Ele se voltou para mim e deu um sorriso.

- Vamos querida !

    Depois de muita insistência vovô pôs o seu braço no meu para o ajuda – ló a se apoiar para descermos a pequena ladeira em que eu havia deixado o carro, até a entrada da propriedade.

    Não haviam muitas luzes iluminando o caminho repleto de pedras e aquela hora da noite as chances de tropeçar e descer o morro em que havíamos subido rolando, eram grandes.

- Tome cuidado vovô.

- Venha! Vamos entrar

    Tudo estava silencioso em volta, o único som que era possível ouvir, era o alto canto das cigarras que passavam a impressão de estar em todo lugar, e um breve chiar do que pareci ser uma cachoeira ou uma nascente ao longe.

   Vovô trilhou o caminho até a varanda sem dificuldade junto em sua bengala como se já o tivesse feito muitas vezes, eu o segui com mais dificuldade atenta ao que havia a frente. Mas próximos da luz fraca da varanda percebi um sino com o que parecia ser uma campainha, vovô o tocou... Uma, duas, até três vezes sem resposta, ficamos aguardando em silêncio, porém nada pareceu se mexer lá dentro ou em nenhum outro lugar a nossa volta. 

   Nenhuma voz nos respondeu e ninguém apareceu para abrir a porta mas vovô continuou intacto como se tivesse certeza de que alguém sairia.

- Vovô...

- Ele está aqui, confie em mim.

    E mais uma vez tocou o sino.

- Bom, ele pode estar dormindo.

    Vovô checou o relógio de pulso apertando bem os olhos sobre a pouca luz.


- Não...

      Vovô observou com atenção um caminho gramado ao lado da varanda muito bem cuidado que na certa levava a algum lugar que ele também já conhecia. Enquanto dávamos a volta na casa devagar para não tropeçar no escuro não consegui deixar de reparar objetos grandes encostados na beirada que projetavam sombras assustadoras, procurei meu celular na jaqueta, apesar da bateria fraca consegui iluminar o suficiente para conseguir enxergar, peças enferrujadas do que pareciam ser carros e motos, muitas delas espalhadas, encostada mais a frente havia uma moto inteira, um modelo antigo reparei, um dos meus preferidos, com certeza ele havia conseguido em um leilão de colecionadores, era linda.

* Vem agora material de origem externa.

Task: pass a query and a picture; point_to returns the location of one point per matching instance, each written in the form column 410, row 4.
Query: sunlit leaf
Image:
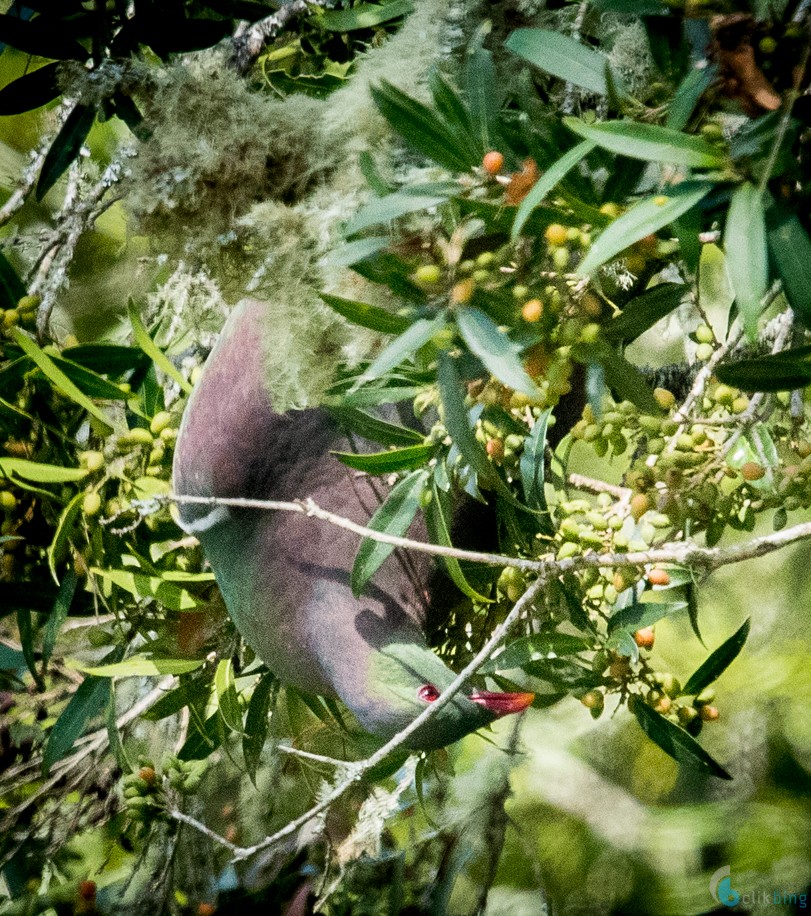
column 393, row 517
column 718, row 661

    Não consegui conter o interesse e me aproximei tocando sua lataria devagar desligando os dedos por ela, não sabia muito sobre motos, gostava de estudar seus modelos em geral e sabia o essencial para pilotar uma, ou ao menos tira- la do lugar, mamãe jamais me deixaria ter uma então não me iludia muito com a possibilidade pelo menos por alguns anos. Mas isso não impedia que o meu coração palpitasse nesse momento só por estar perto de uma, de fechar os olhos e imaginar a sensação quase real do meu cabelo esvoaçando pelo vento, de ser tocada por ele em uma sensação de total liberdade, a adrenalina....

- Rebeca... O que foi ?

- Nada... nada demais vovô

  Me apressei em alcança-lo deixando essas sensações apenas na minha imaginação.

    Eu tinha de me conformar com isso, querendo ou não enquanto vivesse sobre o teto da minha mãe eu precisava me acostumar a voos baixos ou ela iria podar minhas asas de vez. Não que ela fosse má, ou algo do tipo, ela só tinha um medo muito grande de me perder, e isso fazia com que ela não me deixasse voar alto demais e consequentemente não correr o risco da queda, como também não poder enxergar novos horizontes.

- O que você viu lá atrás ?

    Vovô me perguntou assim que o alcancei. Alisei a jaqueta demorando alguns segundos antes de o responder.

- Era... Uma moto – me virei e apontei para os grandes objetos e suas sombras sob o escuro da noite – são peças de carros desmontados, ele trabalha como mecânico ?

   Vovô sorriu e me olhou daquele jeito em que sabia exatamente o que se passava ali. Com aquela capacidade que só ele tinha de saber o que escolhi não dizer como se o seu olhar fosse muito mais além, e ele conseguisse enxergar nitidamente o meu caos de dentro.

- Vamos descobrir.

   Vovô sabia o que estava fazendo, e tive a confirmação disso quando atrás da casa, em uma enorme garagem, havia finalmente uma luz acesa.

   Ele olhou para a garagem nostálgico e se aproximou aos poucos encontrando lá dentro quem ele procurava.